Is that so difficult? In this case, yes. It’s a book of a lifetime about a life in lexicography. And instead of being casually written, as for example these Lingua Franca posts often are, it is written with such care that it shames me into looking dispassionately to find the exact objective-yet-passionate words to write about it.
The book is best described as a lexicographical bildungsroman. (What’s that? Merriam-Webster Online says a bildungsroman is “a novel about the moral and psychological growth of the main character.” Instead of “novel,” make it an autobiography, insert “and lexicographical” before “growth,” and you have it: the story of a life in lexicography.)
The life is Kory Stamper’s. She has worked as a lexicographer at Merriam-Webster for nearly two decades. The book (her first, published this spring by Penguin Random House) is Word by Word: The Secret Life of Dictionaries.

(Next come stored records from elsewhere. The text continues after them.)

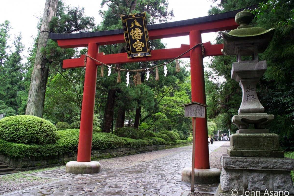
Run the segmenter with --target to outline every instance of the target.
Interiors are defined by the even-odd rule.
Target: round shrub
[[[179,131],[177,132],[180,135],[180,139],[184,140],[186,139],[186,136],[184,134],[184,133],[181,131]]]
[[[119,128],[115,130],[113,133],[121,138],[128,138],[135,140],[139,138],[139,134],[137,130],[131,127]]]
[[[170,139],[168,136],[165,134],[160,133],[158,133],[156,134],[156,137],[158,138],[160,138],[161,139],[163,139],[167,142],[170,142],[171,139]]]
[[[151,146],[153,145],[153,141],[149,138],[143,138],[143,140],[145,140],[147,142],[147,145],[148,146]]]
[[[0,120],[0,138],[25,144],[54,143],[56,129],[51,122],[31,115],[11,116]]]
[[[138,139],[143,139],[145,137],[145,132],[141,130],[138,130],[137,132],[139,134]]]
[[[64,129],[69,128],[69,125],[66,122],[58,122],[56,123],[55,126],[58,129]]]
[[[156,137],[156,135],[154,132],[150,131],[145,131],[145,137]]]
[[[160,133],[165,134],[169,138],[171,141],[176,141],[180,139],[180,135],[179,134],[174,131],[162,131],[159,132]]]
[[[164,140],[159,138],[147,137],[146,138],[152,140],[153,143],[153,145],[161,145],[165,144],[166,143],[166,142]]]
[[[80,121],[76,121],[74,122],[69,125],[70,129],[79,129],[81,126]]]
[[[92,149],[113,149],[124,148],[126,142],[123,138],[109,133],[93,133]]]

Word by word, this book knocks me over. On the editorial floor of Merriam-Webster, for years she would spend her working days in the the present-day equivalent of a medieval scriptorium, reviewing word by word, detail by detail, entries for Merriam-Webster’s Collegiate or Merriam-Webster’s Unabridged. (Nowadays she does the same, mostly from home.) “You must … be temperamentally suited to sitting in near silence for eight hours a day and working entirely alone,” she explains.

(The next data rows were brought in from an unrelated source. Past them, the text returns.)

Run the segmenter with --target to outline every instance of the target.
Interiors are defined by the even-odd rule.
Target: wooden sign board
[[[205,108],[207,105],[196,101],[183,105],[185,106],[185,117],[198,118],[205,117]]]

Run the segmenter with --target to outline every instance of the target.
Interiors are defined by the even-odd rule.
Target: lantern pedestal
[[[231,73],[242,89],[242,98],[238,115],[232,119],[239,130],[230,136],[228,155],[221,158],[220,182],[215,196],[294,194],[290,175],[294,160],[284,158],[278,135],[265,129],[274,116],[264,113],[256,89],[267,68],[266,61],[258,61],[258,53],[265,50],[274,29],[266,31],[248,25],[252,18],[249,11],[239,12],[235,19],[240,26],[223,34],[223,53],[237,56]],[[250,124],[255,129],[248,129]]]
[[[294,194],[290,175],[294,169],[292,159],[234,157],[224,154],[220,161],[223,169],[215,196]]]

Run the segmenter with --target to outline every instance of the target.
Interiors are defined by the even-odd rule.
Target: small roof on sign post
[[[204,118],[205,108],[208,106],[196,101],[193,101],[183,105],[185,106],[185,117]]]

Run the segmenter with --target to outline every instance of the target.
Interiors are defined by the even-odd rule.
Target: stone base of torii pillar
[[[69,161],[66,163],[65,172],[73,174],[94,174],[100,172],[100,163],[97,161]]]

Chapter by chapter she presents passionate, precise, good-humored (and bad-humored) descriptions of every stage of the process that goes into making an entry — and of her feelings about the words at hand and the people who use them. For each of the 15 chapters, the title begins with an exemplary word, followed by an explanation, as in:
BUT: On Grammar
SURFBOARD: On Defining
TAKE: On Small Words
BITCH: On Bad Words (and she doesn’t hold back from four-letter words when frustrated, as she often is)
POSH: On Etymology and Linguistic Originalism
NUCLEAR: On Pronunciation
MARRIAGE: On Authority and the Dictionary
The chapters have a message much like the Sermon on the Mount: “You have heard it said … , but I tell you,” with an explanation of the true lexicographer’s way. She is kind enough, however, to offer her own self as an example again and again of the novice learning how to do it.
Along the way, ever attentive to words, she plants innumerable gems of sentences, like:
“We think of English as a fortress to be defended, but a better analogy is to think of English as a child.” (It’s worth the price of the book just to read the whole paragraph that explains this analogy and the others below.)
“Think of English as a river.”
“All words are made-up.”
“Real defining is the stuff of philosophy and theology. … Lexicographers only get to do lexical defining.”
“The example sentence should be less interesting than the definition.”
“Lexicography is linguistic surgery.”
Kory, look what you made me do. Ordinarily I revise a Lingua Franca post about a dozen times to get it in decent shape. This time, however, WordPress tells me I have 34 revisions.
Well, it was worth it. But once you get your Pulitzer or whatever other prize your book deserves, please hurry back to work for a couple more decades so we can enjoy Volume II.